Cellphone video captured by witnesses inside the bar shows flames spreading across the ceiling of Le Constellation. Other footage from outside shows people cramming through a narrow exit to escape and trying to climb through windows as the blaze engulfed the venue.
Arthur, who will turn 17 next month, is one of many people missing but not yet identified.
Brodard-Sitre, like loved ones of other missing people, provided her DNA in an effort to find out if her son's body is one of those in the morgue or if he's somewhere in a hospital. "We don't know how and when they will be identified,” she said.
She holds a picture of her son, with shaggy brown hair next to his Yorkshire Terrier, as she pleads for information. The photo, she says, was taken two hours before he headed to Le Constellation.
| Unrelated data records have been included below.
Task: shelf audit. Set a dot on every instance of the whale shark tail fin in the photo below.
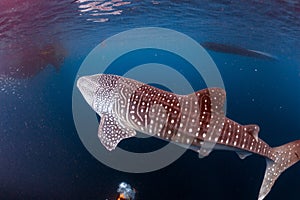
(283, 157)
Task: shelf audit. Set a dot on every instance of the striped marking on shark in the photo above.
(196, 121)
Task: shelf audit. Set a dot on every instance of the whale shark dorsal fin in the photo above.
(252, 129)
(211, 99)
(111, 131)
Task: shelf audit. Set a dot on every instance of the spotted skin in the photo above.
(196, 121)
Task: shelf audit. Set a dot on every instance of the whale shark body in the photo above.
(196, 121)
(235, 50)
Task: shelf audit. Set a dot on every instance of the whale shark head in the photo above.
(99, 91)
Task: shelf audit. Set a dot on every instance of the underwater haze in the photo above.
(42, 46)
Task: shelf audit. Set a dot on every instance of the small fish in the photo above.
(231, 49)
(196, 121)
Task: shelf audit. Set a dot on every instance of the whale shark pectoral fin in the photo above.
(111, 131)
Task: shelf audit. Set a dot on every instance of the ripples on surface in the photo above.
(270, 26)
(99, 9)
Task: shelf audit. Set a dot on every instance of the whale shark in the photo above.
(231, 49)
(196, 121)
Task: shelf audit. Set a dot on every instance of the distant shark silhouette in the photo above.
(31, 61)
(196, 121)
(231, 49)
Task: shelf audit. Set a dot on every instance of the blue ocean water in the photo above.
(41, 155)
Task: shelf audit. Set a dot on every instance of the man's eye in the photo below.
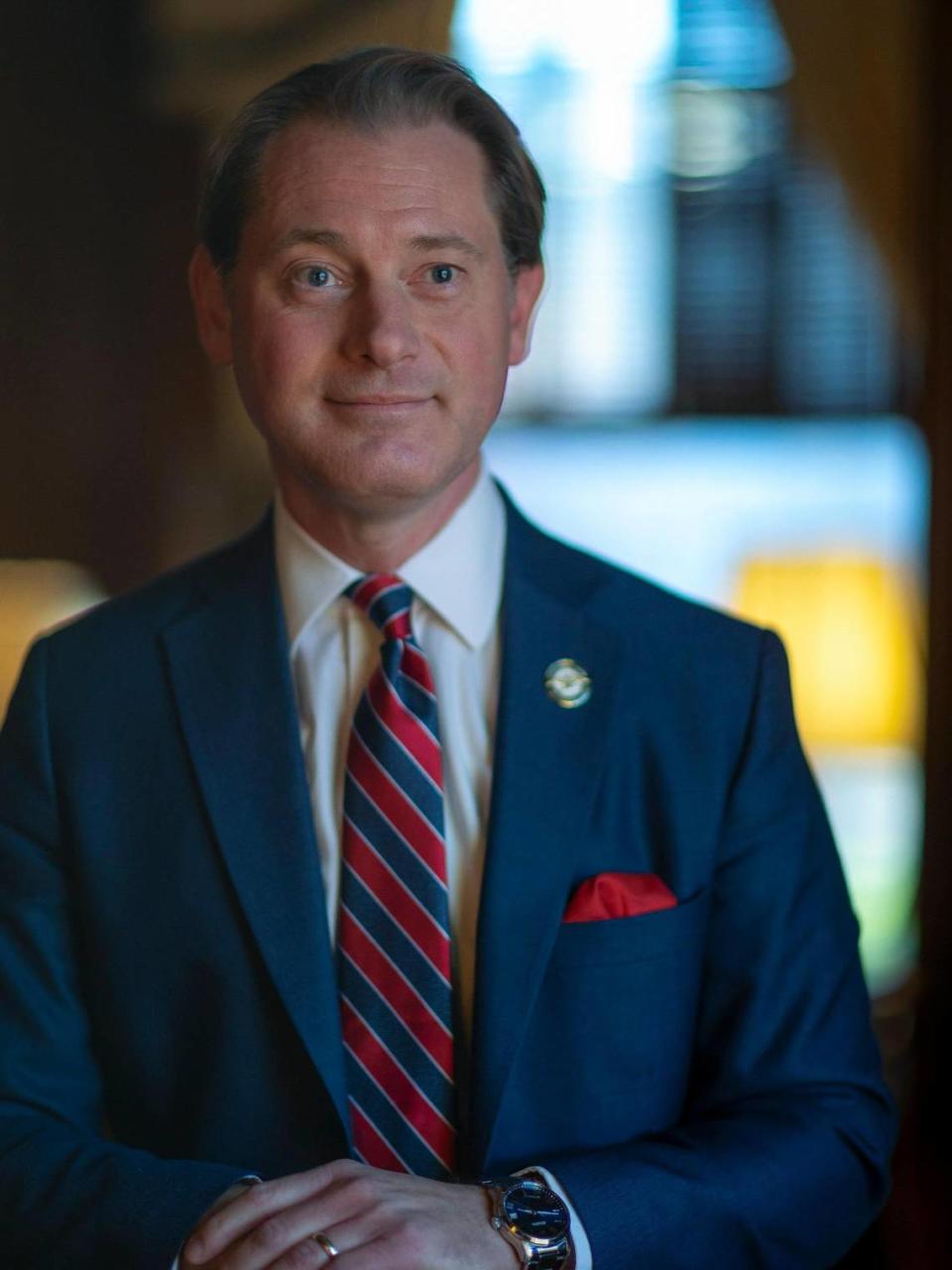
(316, 276)
(443, 273)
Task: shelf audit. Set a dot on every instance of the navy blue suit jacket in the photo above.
(702, 1080)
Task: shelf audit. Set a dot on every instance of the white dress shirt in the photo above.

"If you have seen him, in hospitals, if you have seen him in the morgue, whether he's alive or deceased, please contact me," she said, her voice trembling with emotion in an interview with the Reuters news agency near the bar.
"I don't know how severe his burns are, I don't know if he's recognizable, I don't know. All I want is to find my child, all I want is to find my son."
She says she'll be staying close to the scene until she finds out, but it could take days before information is released.
Families, survivors and mourners alike have been anxiously awaiting updates as more details emerge about the tragedy.